Jochem said:
reorder the fields so that the VARCHARS are at the end of the
table (and the BLOB field at the very, very end of the table).
Why the importance of BLOB's being at the end of the table?
Isn't assigned memory just blocks of reserved addresses for the
requesters use? It shouldn't make any difference where, or how much,
a block of memory is. To move from a field in a record to another
field is just following memory addresses from one field to another
field in each record. It doesn't make any difference if the jump is 1
byte of a million bytes, it's just an address.
An address, btw, which can be moved by a memory manager or other such
memory shuffles via handles (pointer to pointers) to provide larger
contiguous blocks of available memory. So, as such, your table may
contain fields where the individual records have blocks of assigned
memory scattered throughout memory with no order other than links to
addresses. It's a binary tree of some sort with blocks of memory
hanging off a linked list like leaves on a tree. The trunk of the
tree doesn't care how large the leaves are.

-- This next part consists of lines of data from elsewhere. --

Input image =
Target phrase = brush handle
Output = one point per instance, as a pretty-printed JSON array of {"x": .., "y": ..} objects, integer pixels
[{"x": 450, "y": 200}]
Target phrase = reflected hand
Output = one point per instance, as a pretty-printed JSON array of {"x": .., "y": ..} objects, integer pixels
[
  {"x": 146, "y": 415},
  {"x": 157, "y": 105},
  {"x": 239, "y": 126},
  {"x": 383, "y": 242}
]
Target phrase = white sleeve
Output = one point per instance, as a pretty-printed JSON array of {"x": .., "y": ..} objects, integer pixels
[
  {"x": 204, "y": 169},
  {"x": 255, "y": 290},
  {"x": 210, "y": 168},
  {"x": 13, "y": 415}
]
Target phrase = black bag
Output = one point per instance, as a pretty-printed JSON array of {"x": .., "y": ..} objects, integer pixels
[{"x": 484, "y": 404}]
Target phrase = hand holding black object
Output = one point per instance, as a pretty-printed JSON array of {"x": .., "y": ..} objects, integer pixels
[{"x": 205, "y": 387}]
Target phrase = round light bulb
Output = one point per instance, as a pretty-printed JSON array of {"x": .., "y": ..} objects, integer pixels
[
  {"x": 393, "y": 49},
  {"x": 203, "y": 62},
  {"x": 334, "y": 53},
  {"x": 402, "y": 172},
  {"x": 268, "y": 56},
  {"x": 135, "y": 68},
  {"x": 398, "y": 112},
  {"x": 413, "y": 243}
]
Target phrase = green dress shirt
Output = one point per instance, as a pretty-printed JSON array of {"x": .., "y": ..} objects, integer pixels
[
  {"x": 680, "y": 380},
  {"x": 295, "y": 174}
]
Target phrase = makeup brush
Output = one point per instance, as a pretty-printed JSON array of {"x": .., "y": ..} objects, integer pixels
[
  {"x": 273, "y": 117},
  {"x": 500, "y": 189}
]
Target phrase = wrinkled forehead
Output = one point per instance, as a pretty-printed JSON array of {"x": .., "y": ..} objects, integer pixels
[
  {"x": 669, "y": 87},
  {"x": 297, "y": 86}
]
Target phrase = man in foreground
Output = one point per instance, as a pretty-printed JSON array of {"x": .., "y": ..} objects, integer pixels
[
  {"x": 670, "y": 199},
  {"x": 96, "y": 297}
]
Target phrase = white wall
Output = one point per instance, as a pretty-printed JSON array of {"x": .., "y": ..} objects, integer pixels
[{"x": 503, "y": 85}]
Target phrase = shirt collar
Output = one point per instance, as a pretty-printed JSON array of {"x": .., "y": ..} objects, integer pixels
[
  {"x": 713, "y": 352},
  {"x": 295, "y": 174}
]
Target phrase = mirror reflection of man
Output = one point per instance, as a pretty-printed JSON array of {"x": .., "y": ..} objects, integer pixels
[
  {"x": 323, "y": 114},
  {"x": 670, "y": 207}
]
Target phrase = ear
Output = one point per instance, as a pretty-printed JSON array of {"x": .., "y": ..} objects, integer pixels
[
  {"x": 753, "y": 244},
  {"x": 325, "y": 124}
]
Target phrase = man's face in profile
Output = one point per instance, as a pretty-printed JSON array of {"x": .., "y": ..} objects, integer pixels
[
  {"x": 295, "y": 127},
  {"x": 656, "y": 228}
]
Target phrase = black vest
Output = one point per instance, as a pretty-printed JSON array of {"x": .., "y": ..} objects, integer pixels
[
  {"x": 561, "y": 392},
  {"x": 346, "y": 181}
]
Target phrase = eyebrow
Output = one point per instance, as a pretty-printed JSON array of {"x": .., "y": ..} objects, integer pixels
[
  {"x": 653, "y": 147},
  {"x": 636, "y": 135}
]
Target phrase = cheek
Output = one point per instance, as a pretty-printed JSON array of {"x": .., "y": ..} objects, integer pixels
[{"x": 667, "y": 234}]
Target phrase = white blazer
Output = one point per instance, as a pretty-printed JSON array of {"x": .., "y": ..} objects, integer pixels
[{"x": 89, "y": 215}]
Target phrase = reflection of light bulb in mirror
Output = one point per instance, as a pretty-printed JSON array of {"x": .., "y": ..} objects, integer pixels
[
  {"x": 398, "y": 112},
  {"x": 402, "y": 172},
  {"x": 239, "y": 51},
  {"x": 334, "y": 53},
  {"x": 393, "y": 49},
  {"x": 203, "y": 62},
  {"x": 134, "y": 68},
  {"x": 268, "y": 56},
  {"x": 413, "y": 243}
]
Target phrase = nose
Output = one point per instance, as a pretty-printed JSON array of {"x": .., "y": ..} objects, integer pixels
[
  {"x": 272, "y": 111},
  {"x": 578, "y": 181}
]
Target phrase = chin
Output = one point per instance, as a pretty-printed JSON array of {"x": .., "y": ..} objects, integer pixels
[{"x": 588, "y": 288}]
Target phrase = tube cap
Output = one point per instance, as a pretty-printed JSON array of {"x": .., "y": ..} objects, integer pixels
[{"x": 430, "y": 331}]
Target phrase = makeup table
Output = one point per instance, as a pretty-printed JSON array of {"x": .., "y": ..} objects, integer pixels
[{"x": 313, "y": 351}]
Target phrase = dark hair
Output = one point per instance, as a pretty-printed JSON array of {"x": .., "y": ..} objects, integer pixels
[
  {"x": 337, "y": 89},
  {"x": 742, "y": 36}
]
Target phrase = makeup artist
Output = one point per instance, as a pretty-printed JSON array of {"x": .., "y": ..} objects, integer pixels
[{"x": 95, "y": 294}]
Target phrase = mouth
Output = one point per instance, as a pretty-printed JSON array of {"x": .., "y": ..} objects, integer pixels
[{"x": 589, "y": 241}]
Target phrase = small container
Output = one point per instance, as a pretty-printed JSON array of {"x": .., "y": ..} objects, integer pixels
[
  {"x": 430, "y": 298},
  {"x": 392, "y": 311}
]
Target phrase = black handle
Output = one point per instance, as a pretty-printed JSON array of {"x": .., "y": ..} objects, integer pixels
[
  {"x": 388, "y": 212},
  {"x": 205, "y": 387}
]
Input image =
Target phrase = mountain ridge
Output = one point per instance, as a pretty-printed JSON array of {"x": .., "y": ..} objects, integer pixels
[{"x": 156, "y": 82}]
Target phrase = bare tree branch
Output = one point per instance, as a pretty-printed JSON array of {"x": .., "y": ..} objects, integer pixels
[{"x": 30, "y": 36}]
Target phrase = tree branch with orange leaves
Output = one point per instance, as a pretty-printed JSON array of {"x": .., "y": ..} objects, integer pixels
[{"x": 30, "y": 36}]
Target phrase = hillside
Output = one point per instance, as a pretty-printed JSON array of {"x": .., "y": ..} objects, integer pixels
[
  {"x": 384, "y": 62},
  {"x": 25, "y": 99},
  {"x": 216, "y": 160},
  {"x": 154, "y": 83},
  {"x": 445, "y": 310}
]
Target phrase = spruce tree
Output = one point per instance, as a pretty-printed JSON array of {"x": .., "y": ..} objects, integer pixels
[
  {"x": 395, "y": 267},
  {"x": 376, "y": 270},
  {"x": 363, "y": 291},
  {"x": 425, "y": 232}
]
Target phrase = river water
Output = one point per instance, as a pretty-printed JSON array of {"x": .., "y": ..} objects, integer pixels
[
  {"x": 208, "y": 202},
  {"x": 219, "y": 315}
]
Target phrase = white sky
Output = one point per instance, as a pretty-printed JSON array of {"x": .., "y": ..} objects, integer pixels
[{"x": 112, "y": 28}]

And deleting blocks of memory is nothing more than severing a link by
swapping memory addresses to connect with what came before to what
comes after. So, trying to place large blocks of memory at the end of
the table is not really doing anything because in assigning memory,
there is no distinction of where you get memory or how much you need
-- you either get the memory you need or fail -- to quote Yoda --
"Do, or not do. There is no try."
Or is there something here that I don't understand about this type of memory?